Let $h$ = difference in water levels (Tank 1 higher). When levels equalize, $h = 0$. The combined effective storage area for a head change $dh$ is:
$$A_{eff} = \frac{A_1 A_2}{A_1 + A_2} = \frac{4.0(2.0)}{4.0 + 2.0} = 1.333 \text{ m}^2$$
$$h_0 = 3.0 - 0.50 = 2.50 \text{ m (initial head difference)}$$
$$h_f = 0 \text{ (equalized)}$$
$$A_{or} = \frac{\pi(0.05)^2}{4} = 1.963 \times 10^{-3} \text{ m}^2$$
$$t = \frac{2A_{eff}}{C_d A_{or}\sqrt{2g}}\left(\sqrt{h_0} - \sqrt{h_f}\right)$$
$$t = \frac{2(1.333)}{0.62(1.963 \times 10^{-3})\sqrt{2(9.81)}}(\sqrt{2.50} - 0)$$
$$t = \frac{2.666}{0.62(1.963 \times 10^{-3})(4.429)}(1.581)$$
$$t = \frac{2.666}{0.005385}(1.581) = 495.1(1.581) = 782.8 \text{ s} = 13.05 \text{ min}$$
Answer: The two tanks equalize in approximately 13.05 minutes. The effective area formula accounts for the fact that water leaving Tank 1 partially fills Tank 2, so the net head change is slower than for a single emptying tank.
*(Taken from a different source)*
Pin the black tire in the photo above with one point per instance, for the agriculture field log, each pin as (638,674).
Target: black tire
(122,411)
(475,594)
Problem: Tank with Simultaneous Inflow and Orifice Outflow
A tank with a horizontal cross-sectional area of 5.0 m² has a constant inflow rate of 0.025 m³/s. It also drains through a 60 mm diameter orifice at the base ($C_d = 0.65$). Initially the water depth is 1.5 m. Determine the equilibrium depth (when inflow equals outflow) and state whether the initial depth is above or below equilibrium.
At equilibrium, $Q_{in} = Q_{out}$:
$$Q_{in} = C_d A_{or}\sqrt{2gH_{eq}}$$
$$0.025 = 0.65\frac{\pi(0.06)^2}{4}\sqrt{2(9.81)H_{eq}}$$
$$0.025 = 0.65(2.827 \times 10^{-3})(4.429)\sqrt{H_{eq}}$$
$$0.025 = 8.138 \times 10^{-3}\sqrt{H_{eq}}$$
$$\sqrt{H_{eq}} = \frac{0.025}{8.138 \times 10^{-3}} = 3.072$$
$$H_{eq} = (3.072)^2 = 9.44 \text{ m}$$
Answer: The equilibrium water depth is 9.44 m. The initial depth of 1.5 m is far below equilibrium, meaning the tank level will rise over time as inflow exceeds outflow. The tank will fill until it reaches 9.44 m if it is tall enough.